The paper also examines the effects of the 2011 federal budget's tax provisions on pass-through businesses, which include almost four million S corporations and more than three million partnerships, which together account for 80% of U.S. businesses and one-third of total U.S. business activity. According to the report, pass-through businesses in the manufacturing sector will see their tax bills increase by an average of 14%.
The report received the support of both Senators.
"I appreciate the Manufacturers Alliance's findings, as they support what Senator Gregg and I have been saying," said Senator Wyden. "Comprehensive tax reform can not only make the federal tax code simpler and fairer for all Americans, it can help American businesses grow by making them more competitive in the global marketplace. There are few win-win opportunities but this is one that shouldn't be missed."
Senator Gregg also cited the report.
"This new report by the Manufacturer's Alliance highlights the counterproductive nature of the President's business tax proposals," he said. "Those proposals threaten to destroy jobs, undermine the economy, and do little if anything to address our serious and unsustainable debt and deficit problems. However, the report also highlights the positive effects that the Wyden-Gregg tax reform would have on combating our nations debt and deficit epidemic by boosting economic growth, creating jobs and reducing the debt by $1.2 trillion over the next decade. In this time of economic recovery, I am hopeful that our colleagues will carefully consider the findings of this report and sign onto our common sense plan for bipartisan tax reform."
Thomas J. Duesterberg, Manufacturers Alliance/MAPI CEO, argues that policy makers should reform the tax code to assistnot punishthe manufacturing sector which is a key to U.S. innovation, productivity, and well paying jobs."It is important to understand that tax increases intended to help contain deficits will exact a high price in terms of the competitive posture of U.S. manufacturing and the growth of the economy as a whole," he cautioned.

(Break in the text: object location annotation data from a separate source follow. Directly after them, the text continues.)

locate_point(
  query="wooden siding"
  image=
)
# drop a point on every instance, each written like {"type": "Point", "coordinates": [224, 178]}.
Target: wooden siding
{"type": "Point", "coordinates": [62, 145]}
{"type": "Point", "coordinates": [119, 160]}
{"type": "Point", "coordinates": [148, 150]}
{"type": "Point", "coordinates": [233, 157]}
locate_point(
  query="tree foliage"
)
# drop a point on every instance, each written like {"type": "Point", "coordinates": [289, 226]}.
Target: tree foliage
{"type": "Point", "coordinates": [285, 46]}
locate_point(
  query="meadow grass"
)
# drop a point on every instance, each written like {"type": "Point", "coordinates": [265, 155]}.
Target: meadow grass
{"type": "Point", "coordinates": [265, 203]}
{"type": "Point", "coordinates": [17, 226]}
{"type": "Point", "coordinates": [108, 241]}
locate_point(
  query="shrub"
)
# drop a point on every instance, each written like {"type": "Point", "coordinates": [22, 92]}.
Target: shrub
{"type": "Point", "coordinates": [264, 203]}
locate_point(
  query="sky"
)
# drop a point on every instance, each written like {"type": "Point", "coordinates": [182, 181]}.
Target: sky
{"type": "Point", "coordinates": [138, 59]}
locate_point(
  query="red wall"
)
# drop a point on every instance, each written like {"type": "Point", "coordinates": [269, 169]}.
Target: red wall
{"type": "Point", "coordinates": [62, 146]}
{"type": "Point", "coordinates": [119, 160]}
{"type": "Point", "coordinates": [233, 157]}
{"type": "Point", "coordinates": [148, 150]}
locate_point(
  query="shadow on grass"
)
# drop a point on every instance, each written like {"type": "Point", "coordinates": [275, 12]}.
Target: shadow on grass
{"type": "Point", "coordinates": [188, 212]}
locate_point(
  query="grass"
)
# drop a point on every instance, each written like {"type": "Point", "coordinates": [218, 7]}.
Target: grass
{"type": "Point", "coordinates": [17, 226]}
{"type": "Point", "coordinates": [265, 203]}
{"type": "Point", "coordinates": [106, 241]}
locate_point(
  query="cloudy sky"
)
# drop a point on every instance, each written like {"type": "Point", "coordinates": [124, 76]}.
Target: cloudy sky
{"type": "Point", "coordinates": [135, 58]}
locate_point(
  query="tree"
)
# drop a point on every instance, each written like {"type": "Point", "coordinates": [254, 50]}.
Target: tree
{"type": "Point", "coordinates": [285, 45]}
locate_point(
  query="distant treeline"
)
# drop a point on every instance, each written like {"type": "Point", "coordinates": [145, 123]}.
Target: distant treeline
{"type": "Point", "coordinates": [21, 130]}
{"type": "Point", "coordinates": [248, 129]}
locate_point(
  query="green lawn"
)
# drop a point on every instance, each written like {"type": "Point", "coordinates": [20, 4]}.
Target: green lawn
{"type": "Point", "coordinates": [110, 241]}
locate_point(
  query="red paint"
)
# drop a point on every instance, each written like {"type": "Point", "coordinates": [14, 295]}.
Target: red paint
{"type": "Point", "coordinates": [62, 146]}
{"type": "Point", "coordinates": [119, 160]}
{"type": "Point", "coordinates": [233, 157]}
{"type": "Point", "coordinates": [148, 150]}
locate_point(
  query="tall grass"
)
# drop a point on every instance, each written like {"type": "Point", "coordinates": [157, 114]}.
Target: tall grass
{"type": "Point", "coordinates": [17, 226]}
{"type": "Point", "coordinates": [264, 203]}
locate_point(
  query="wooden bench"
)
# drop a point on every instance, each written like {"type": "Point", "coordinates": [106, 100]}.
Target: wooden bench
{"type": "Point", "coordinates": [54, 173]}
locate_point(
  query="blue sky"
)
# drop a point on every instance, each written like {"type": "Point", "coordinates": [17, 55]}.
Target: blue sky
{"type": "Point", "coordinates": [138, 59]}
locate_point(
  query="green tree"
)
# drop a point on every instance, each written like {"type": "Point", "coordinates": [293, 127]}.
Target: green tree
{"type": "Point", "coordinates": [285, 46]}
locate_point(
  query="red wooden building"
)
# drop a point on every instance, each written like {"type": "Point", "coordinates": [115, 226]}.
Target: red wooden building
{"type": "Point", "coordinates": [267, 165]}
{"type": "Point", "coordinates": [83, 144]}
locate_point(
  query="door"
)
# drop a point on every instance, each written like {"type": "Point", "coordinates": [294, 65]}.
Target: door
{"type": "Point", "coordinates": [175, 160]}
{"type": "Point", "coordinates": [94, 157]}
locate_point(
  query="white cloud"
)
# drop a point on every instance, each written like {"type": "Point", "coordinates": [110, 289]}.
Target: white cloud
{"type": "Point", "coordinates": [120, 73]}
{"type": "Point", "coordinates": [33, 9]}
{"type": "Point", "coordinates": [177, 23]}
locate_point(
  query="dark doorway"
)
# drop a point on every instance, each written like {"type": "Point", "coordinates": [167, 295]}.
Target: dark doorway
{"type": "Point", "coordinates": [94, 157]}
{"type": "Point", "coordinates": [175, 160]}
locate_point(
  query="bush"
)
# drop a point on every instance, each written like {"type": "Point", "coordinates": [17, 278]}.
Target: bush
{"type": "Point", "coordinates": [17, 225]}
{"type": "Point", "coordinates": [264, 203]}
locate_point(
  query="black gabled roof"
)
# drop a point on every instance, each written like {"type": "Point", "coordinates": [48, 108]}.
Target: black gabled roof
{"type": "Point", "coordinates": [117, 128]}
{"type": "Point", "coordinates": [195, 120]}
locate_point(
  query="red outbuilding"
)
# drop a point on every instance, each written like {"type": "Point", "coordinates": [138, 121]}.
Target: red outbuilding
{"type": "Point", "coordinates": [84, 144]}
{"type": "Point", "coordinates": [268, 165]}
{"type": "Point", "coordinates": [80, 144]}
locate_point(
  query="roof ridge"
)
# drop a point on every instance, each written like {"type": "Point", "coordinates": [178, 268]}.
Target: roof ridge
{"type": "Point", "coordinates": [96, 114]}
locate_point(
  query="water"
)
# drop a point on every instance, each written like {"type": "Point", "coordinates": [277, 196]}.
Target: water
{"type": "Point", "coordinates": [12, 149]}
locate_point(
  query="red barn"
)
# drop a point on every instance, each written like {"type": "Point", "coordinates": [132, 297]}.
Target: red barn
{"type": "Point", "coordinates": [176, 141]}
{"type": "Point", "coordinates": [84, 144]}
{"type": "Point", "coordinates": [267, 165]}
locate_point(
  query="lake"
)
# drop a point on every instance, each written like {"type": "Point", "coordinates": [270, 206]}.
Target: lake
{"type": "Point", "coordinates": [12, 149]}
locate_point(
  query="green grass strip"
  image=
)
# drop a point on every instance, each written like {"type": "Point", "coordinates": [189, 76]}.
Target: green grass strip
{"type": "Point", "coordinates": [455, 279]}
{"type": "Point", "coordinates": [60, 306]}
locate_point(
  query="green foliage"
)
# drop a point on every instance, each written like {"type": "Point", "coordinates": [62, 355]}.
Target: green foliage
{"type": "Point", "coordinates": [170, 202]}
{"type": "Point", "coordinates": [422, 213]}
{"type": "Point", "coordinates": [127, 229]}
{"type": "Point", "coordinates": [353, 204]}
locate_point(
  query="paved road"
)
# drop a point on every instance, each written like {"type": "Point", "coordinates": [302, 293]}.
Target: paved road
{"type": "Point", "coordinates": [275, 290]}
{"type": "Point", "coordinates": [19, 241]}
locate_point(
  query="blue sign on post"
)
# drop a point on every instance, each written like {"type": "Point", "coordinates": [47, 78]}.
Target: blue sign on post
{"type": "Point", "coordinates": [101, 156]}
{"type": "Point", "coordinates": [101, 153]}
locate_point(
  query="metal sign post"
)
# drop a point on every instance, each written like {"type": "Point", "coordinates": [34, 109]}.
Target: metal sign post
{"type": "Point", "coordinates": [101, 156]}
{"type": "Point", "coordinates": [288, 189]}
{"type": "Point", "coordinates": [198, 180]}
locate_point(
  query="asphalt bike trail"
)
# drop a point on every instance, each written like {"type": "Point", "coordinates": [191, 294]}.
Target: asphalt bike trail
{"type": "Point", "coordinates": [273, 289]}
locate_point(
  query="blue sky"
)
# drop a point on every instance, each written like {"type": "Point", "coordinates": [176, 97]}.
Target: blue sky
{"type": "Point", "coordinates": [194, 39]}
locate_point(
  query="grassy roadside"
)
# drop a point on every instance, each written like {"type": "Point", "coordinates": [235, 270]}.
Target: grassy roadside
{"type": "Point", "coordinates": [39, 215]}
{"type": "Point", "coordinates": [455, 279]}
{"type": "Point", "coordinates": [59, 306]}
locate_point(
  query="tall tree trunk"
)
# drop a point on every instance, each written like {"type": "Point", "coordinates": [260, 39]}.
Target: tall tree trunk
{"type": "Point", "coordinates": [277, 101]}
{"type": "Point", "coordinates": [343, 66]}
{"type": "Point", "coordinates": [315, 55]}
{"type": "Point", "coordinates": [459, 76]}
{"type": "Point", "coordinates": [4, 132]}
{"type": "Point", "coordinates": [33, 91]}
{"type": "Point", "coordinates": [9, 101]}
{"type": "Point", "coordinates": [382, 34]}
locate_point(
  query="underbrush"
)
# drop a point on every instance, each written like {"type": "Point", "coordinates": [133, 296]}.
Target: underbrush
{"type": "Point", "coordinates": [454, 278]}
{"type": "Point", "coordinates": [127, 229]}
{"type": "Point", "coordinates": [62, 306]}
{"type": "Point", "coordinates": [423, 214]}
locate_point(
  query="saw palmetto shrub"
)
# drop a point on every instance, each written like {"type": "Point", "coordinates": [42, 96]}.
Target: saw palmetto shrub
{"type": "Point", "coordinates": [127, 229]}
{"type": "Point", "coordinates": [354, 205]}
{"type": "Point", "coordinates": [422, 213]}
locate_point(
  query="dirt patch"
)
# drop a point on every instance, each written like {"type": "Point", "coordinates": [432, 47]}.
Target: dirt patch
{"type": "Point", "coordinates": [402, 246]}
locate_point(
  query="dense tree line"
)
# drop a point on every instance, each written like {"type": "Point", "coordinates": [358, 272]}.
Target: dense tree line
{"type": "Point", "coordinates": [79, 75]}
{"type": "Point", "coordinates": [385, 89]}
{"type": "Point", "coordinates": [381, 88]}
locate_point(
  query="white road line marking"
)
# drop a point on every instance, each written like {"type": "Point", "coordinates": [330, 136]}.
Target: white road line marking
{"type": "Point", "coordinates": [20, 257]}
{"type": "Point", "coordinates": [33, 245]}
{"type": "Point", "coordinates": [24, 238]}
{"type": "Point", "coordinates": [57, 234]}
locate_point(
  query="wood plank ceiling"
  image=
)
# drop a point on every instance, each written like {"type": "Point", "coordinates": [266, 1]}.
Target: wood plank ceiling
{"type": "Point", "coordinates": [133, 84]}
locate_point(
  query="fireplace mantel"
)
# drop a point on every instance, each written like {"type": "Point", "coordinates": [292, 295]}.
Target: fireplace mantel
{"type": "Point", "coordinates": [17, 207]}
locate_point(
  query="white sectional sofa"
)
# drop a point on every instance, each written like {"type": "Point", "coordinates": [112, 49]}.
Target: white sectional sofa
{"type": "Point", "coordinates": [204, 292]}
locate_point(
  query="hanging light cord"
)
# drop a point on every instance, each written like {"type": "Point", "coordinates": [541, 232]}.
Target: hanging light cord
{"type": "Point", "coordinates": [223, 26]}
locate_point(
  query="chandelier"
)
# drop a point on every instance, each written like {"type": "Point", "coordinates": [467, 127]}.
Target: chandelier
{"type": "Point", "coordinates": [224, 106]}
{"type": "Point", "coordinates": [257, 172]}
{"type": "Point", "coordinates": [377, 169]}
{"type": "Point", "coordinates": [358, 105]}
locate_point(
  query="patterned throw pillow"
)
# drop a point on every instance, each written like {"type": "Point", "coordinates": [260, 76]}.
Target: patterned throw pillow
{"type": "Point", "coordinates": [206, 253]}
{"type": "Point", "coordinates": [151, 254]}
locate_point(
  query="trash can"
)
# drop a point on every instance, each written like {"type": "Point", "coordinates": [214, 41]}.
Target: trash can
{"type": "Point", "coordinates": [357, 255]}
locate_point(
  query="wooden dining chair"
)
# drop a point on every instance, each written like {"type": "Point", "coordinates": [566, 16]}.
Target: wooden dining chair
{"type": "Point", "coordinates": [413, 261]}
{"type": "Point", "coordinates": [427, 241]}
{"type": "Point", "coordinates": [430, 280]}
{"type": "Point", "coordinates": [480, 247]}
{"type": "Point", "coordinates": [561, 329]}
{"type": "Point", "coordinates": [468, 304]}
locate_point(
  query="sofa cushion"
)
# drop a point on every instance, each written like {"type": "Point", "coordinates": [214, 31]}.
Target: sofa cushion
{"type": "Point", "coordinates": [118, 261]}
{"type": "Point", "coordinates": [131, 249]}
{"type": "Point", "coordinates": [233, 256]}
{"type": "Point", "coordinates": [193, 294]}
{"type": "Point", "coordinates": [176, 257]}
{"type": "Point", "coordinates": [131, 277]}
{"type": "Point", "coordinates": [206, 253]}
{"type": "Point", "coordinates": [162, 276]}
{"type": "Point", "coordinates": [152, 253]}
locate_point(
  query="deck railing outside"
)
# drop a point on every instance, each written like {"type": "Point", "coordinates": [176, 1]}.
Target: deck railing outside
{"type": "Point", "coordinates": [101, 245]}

The report finds that a more effective option to reduce the deficit can be found in the Bipartisan Tax Fairness and Simplification Act of 2010 (S. 3018) co-sponsored by Senators Wyden and Gregg, which would simplify the personal income tax system and reduce the corporate rate from 35% to 24%. It also holds personal income tax rates near current levels instead of raising them, which will aid S corporations. Simulations in the report indicate that it would create nearly two million jobs on a net basis and add an extra $500 billion to the GDP by 2015.
"The resulting dramatic increase in business profits would reduce the deficit relative to both the 2011 budget and the pre-budget baseline," Leonard said. "Smart tax policy can advance the twin goals of sustaining the competitive edge of American businesses and help keep the governments fiscal house in some state of order."
Ronald D. Bullock, Chairman of Bison Gear and Engineering Corporation in St. Charles, IL, and report sponsor, concurred. "S corporations and partnerships have become a central pillar of U.S. economic strength," he said, "and it would be ill-advised to inadvertently shoulder them with a disproportionate share of the tax burden."